The Manager’s Dram The Singleton of Glen Ord 16 Year

Scotch Whisky Review #462: The Manager’s Dram The Singleton of Glen Ord 16 Year

Distillery: Glen Ord.

Region: Highland.

Age: Bottled December 2016.

ABV: 62.00%. Cask Strength.

Price: £180.00.

Color: 0.7, Amber.


Nose: From the start comes a really intense set of fruit notes. Grapes are the main fruits here, definitely green grapes with shine muscat coming to mind. It smells like you’ve just pressed a bunch of green grapes fresh into a juice. Some other orchard fruits in the form of green apples and green pears comes through along with something that reminds me of a taffy. A bit of an earthy sugary note wraps things up.

Palate: For 62%, it should not be this easy to drink. I’ve even blind poured this for a non-whisky-nerd friend and he didn’t notice how strong it was until I showed him the bottle. Much like the nose suggests, this is very fruit heavy with more of the green grapes, champagne grapes perhaps? You get that slightly earthy sugar note again along with some grape jam. With a splash of water, the fruit notes are brighter. You get a bit of something waxy, more like a paraffin kinda wax and not the the candlewax of Clynelish. Muscat gummy candies come to mind. With a little more water, a little bit of chocolate comes out as well giving off the impression of something similar to those grape chocolate gummy candies (Meiji Gummy Choco).

Finish: Medium in length. Fairly earthy. Like the taste in your mouth you get while walking through a forest on a fall day, full foliage, bit of mist/rain.

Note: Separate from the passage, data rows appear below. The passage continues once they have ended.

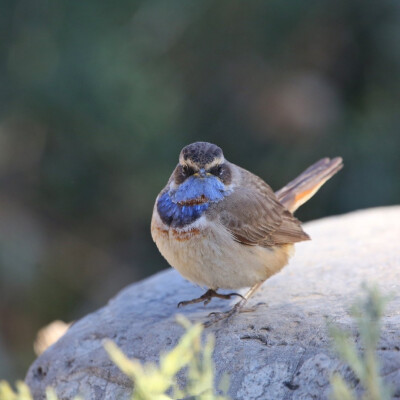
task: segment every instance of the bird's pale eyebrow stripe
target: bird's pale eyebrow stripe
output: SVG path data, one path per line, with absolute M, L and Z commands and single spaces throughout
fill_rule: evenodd
M 225 161 L 224 157 L 216 157 L 214 160 L 212 160 L 210 163 L 206 164 L 204 166 L 205 169 L 211 169 L 212 167 L 215 167 L 217 165 L 222 164 Z
M 216 165 L 222 164 L 224 161 L 225 161 L 224 156 L 215 157 L 211 162 L 205 164 L 204 168 L 210 169 L 212 167 L 215 167 Z M 194 163 L 190 158 L 184 159 L 183 155 L 179 157 L 179 164 L 182 166 L 187 165 L 188 167 L 194 169 L 198 168 L 198 165 L 196 163 Z
M 179 159 L 179 164 L 181 164 L 182 166 L 187 165 L 188 167 L 193 168 L 193 169 L 198 168 L 197 165 L 192 162 L 192 160 L 184 160 L 183 157 L 181 157 Z

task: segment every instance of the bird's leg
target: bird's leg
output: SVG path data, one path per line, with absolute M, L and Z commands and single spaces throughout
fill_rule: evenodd
M 252 286 L 249 291 L 242 296 L 242 300 L 240 300 L 238 303 L 236 303 L 229 311 L 226 312 L 212 312 L 208 316 L 211 317 L 210 320 L 206 321 L 204 323 L 204 326 L 207 328 L 211 326 L 212 324 L 215 324 L 218 321 L 221 321 L 223 319 L 229 318 L 232 315 L 238 313 L 238 312 L 245 312 L 245 310 L 242 310 L 244 305 L 247 303 L 247 300 L 260 288 L 260 286 L 264 282 L 259 282 L 256 283 L 254 286 Z
M 187 306 L 188 304 L 195 304 L 195 303 L 201 303 L 201 302 L 204 302 L 204 305 L 206 306 L 213 297 L 218 297 L 219 299 L 230 300 L 232 298 L 232 296 L 239 296 L 242 299 L 244 299 L 244 297 L 239 293 L 221 294 L 221 293 L 217 293 L 214 289 L 208 289 L 207 292 L 205 292 L 202 296 L 198 297 L 197 299 L 179 302 L 178 307 L 183 307 L 183 306 Z

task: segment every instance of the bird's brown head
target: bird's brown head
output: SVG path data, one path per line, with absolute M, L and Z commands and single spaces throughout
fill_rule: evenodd
M 225 162 L 222 149 L 208 142 L 195 142 L 185 146 L 180 152 L 179 164 L 175 169 L 175 183 L 180 184 L 192 175 L 199 178 L 213 175 L 229 185 L 231 170 Z

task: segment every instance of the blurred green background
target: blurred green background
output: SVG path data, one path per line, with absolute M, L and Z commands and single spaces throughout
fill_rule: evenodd
M 0 378 L 168 267 L 149 224 L 188 143 L 275 189 L 343 156 L 305 221 L 398 203 L 399 44 L 391 0 L 0 0 Z

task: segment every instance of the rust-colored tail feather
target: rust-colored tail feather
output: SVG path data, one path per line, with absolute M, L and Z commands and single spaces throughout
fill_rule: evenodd
M 342 168 L 343 160 L 341 157 L 336 157 L 332 160 L 323 158 L 308 167 L 296 179 L 289 182 L 275 194 L 278 200 L 293 213 Z

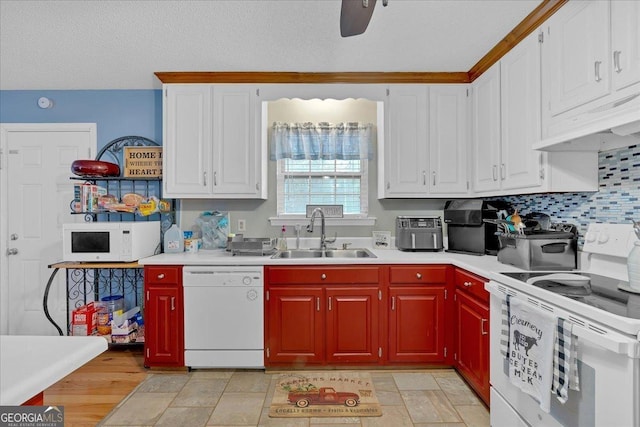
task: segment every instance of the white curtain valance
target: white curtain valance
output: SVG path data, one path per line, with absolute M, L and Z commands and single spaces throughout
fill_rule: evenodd
M 371 123 L 283 123 L 271 128 L 271 160 L 372 159 Z

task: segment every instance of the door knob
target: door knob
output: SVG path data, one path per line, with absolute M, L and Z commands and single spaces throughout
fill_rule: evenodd
M 11 240 L 18 240 L 18 235 L 16 233 L 13 233 L 11 235 Z
M 7 255 L 16 255 L 18 253 L 17 248 L 9 248 L 7 249 Z

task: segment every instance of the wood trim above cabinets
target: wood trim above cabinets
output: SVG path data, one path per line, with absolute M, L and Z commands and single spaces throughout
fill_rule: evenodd
M 551 15 L 556 13 L 569 0 L 544 0 L 533 12 L 526 16 L 516 27 L 496 44 L 480 61 L 469 70 L 469 81 L 473 82 L 498 62 L 507 52 L 524 40 Z
M 162 83 L 469 83 L 466 72 L 158 71 Z
M 569 0 L 543 0 L 468 72 L 158 71 L 162 83 L 471 83 Z

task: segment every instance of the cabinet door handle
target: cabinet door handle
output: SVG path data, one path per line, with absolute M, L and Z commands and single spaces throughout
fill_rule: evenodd
M 396 309 L 396 297 L 391 297 L 391 310 Z
M 416 279 L 422 279 L 422 274 L 421 273 L 416 273 Z
M 171 311 L 176 309 L 176 297 L 171 297 Z
M 616 73 L 622 72 L 622 67 L 620 66 L 620 54 L 621 50 L 613 51 L 613 69 L 616 70 Z
M 481 319 L 480 320 L 480 334 L 481 335 L 488 335 L 489 331 L 486 331 L 484 329 L 484 325 L 489 321 L 489 319 Z
M 436 185 L 436 171 L 431 172 L 431 175 L 433 177 L 433 185 Z
M 158 280 L 162 280 L 162 279 L 164 279 L 164 273 L 158 274 Z
M 149 301 L 149 291 L 147 291 L 147 301 Z
M 464 285 L 465 285 L 467 288 L 470 288 L 471 286 L 473 286 L 473 282 L 464 282 Z
M 493 180 L 494 181 L 498 180 L 498 166 L 497 165 L 493 165 Z
M 501 164 L 500 164 L 500 179 L 501 179 L 501 180 L 504 180 L 504 179 L 505 179 L 505 177 L 506 177 L 506 170 L 507 170 L 507 167 L 505 166 L 505 164 L 504 164 L 504 163 L 501 163 Z
M 329 297 L 329 311 L 331 311 L 331 297 Z
M 324 274 L 324 273 L 322 273 L 322 274 L 320 275 L 320 278 L 321 278 L 322 280 L 324 280 L 324 279 L 326 279 L 326 278 L 327 278 L 327 275 L 326 275 L 326 274 Z
M 320 311 L 320 297 L 316 297 L 316 311 Z
M 596 82 L 602 81 L 602 77 L 600 76 L 600 64 L 602 64 L 602 61 L 596 61 L 593 64 L 594 65 L 594 72 L 595 72 Z
M 207 173 L 202 172 L 202 185 L 207 186 Z
M 214 187 L 218 185 L 218 172 L 213 173 L 213 185 Z
M 422 171 L 422 185 L 427 185 L 427 172 Z

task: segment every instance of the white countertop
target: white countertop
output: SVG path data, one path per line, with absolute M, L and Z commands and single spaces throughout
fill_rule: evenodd
M 317 239 L 316 239 L 317 240 Z M 378 264 L 452 264 L 487 279 L 496 278 L 498 272 L 523 271 L 518 267 L 498 262 L 492 255 L 465 255 L 452 252 L 410 252 L 398 249 L 372 249 L 371 239 L 345 239 L 352 242 L 349 248 L 367 248 L 376 258 L 284 258 L 271 256 L 232 255 L 224 249 L 200 250 L 197 253 L 160 254 L 144 258 L 141 265 L 378 265 Z M 316 242 L 317 243 L 317 242 Z M 341 242 L 338 242 L 340 247 Z M 295 246 L 289 244 L 289 249 Z M 303 246 L 304 247 L 304 246 Z M 500 277 L 500 276 L 498 276 Z M 504 277 L 504 276 L 502 276 Z
M 0 405 L 21 405 L 107 347 L 103 337 L 0 336 Z

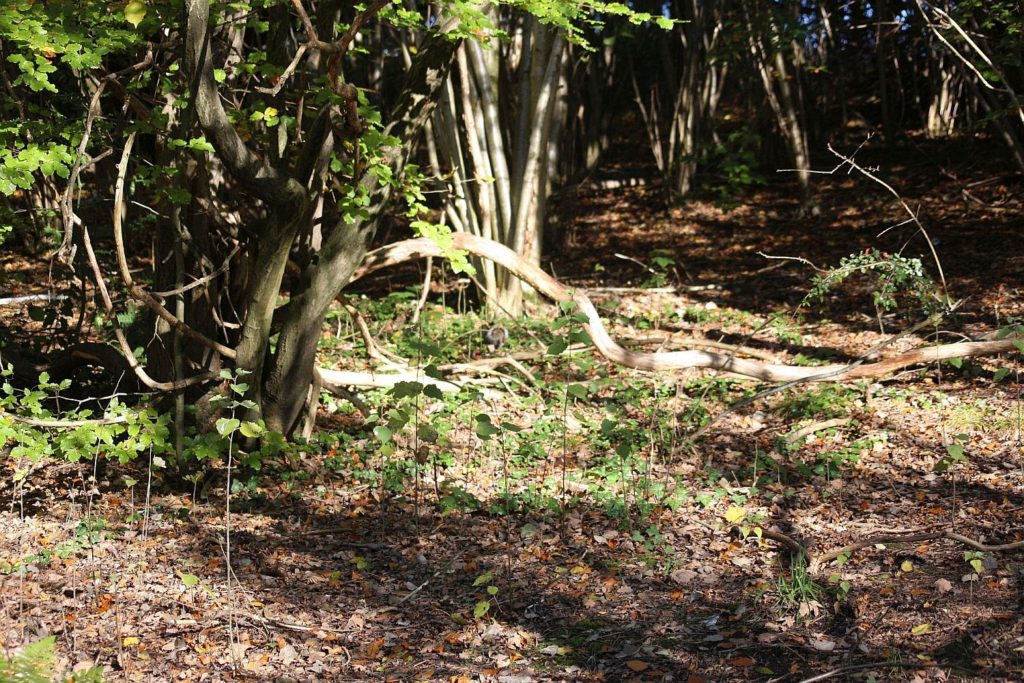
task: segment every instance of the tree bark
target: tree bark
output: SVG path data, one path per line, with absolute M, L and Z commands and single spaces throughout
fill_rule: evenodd
M 457 48 L 458 41 L 443 34 L 431 34 L 413 61 L 384 131 L 402 140 L 401 147 L 391 150 L 387 157 L 396 177 L 412 156 L 444 87 Z M 263 419 L 273 431 L 289 433 L 302 412 L 313 384 L 324 316 L 362 262 L 377 230 L 381 210 L 391 196 L 392 186 L 379 182 L 374 174 L 365 174 L 360 182 L 370 196 L 369 206 L 375 208 L 374 212 L 363 220 L 342 220 L 333 226 L 324 238 L 317 265 L 308 270 L 289 301 L 277 351 L 263 380 L 260 403 Z

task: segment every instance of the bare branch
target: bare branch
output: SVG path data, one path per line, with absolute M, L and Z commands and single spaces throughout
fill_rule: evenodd
M 689 368 L 710 368 L 764 382 L 821 382 L 826 380 L 845 381 L 880 377 L 910 365 L 935 362 L 949 358 L 991 355 L 1013 351 L 1016 338 L 1008 337 L 995 341 L 973 341 L 914 349 L 893 358 L 873 363 L 858 360 L 847 365 L 825 365 L 802 367 L 777 365 L 736 358 L 733 355 L 710 351 L 670 351 L 645 353 L 630 351 L 615 342 L 598 315 L 597 309 L 583 290 L 572 290 L 545 273 L 538 266 L 520 258 L 515 252 L 492 240 L 464 232 L 453 233 L 455 249 L 463 249 L 476 256 L 494 261 L 507 268 L 537 291 L 555 301 L 572 301 L 586 316 L 584 325 L 594 346 L 608 360 L 638 370 L 684 370 Z M 414 239 L 382 247 L 367 254 L 362 267 L 355 272 L 356 280 L 375 270 L 414 258 L 444 256 L 441 248 L 429 239 Z M 887 340 L 884 345 L 892 343 Z
M 114 247 L 117 251 L 117 265 L 121 270 L 121 279 L 124 281 L 125 287 L 128 288 L 128 292 L 133 298 L 144 303 L 147 308 L 160 316 L 174 329 L 181 332 L 181 334 L 185 335 L 192 341 L 202 344 L 208 349 L 216 351 L 222 356 L 234 358 L 234 349 L 215 342 L 214 340 L 193 330 L 183 321 L 179 320 L 173 313 L 164 308 L 159 301 L 153 298 L 153 295 L 144 290 L 141 286 L 137 285 L 132 279 L 131 270 L 128 268 L 128 259 L 125 256 L 124 234 L 121 229 L 121 223 L 122 214 L 124 213 L 124 180 L 128 172 L 128 159 L 131 156 L 132 145 L 134 143 L 135 133 L 132 133 L 128 136 L 127 142 L 125 142 L 124 152 L 121 154 L 121 161 L 117 165 L 117 182 L 114 185 Z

Conclusion: /u/federalagents has raved to me about Glen Ord and specifically this bottle which was bottled as part of the “Manager’s Dram” series from Diageo. I’ve not had Glen Ord before but man is this one heckuva introduction. After opening the bottle around two weeks ago, I’ve already blown through a good third of it. It is so fruity but goes beyond just a fruit bomb. It has a lot depth to it as well with some earthiness, waxiness, “gummy”-ness, and chocolate to just add all sorts of fun notes to unearth. Overall, it is absolutely delicious and I’m left a bit sad that I didn’t make it to the Glen Ord distillery on our Scottish Highland trip last year.

Final Score: 92.


Scotch Whisky Review #462, Highland Review #94, Whisky Network Review #619


Scoring Legend:

  • 96-100: The perfect dram, nectar of the gods.
  • 90-95: Near perfect, there is something truly special about this whisky and I will always try to keep a bottle of this in my collection if feasible.
  • 85-89: Very good to amazing, almost the complete product and I’m likely wanting a bottle or two.
  • 80-84: Quite good, pleasant overall though there is usually a few things that could be improved still.
  • 75-79: Good, enjoyable to drink but ultimately flawed.
  • 70-74: Alright, solid and wouldn’t go out of my way to get it.
  • 60-69: Meh, still drinkable.
  • Below 59: If you have a bottle of this, start cooking with it instead.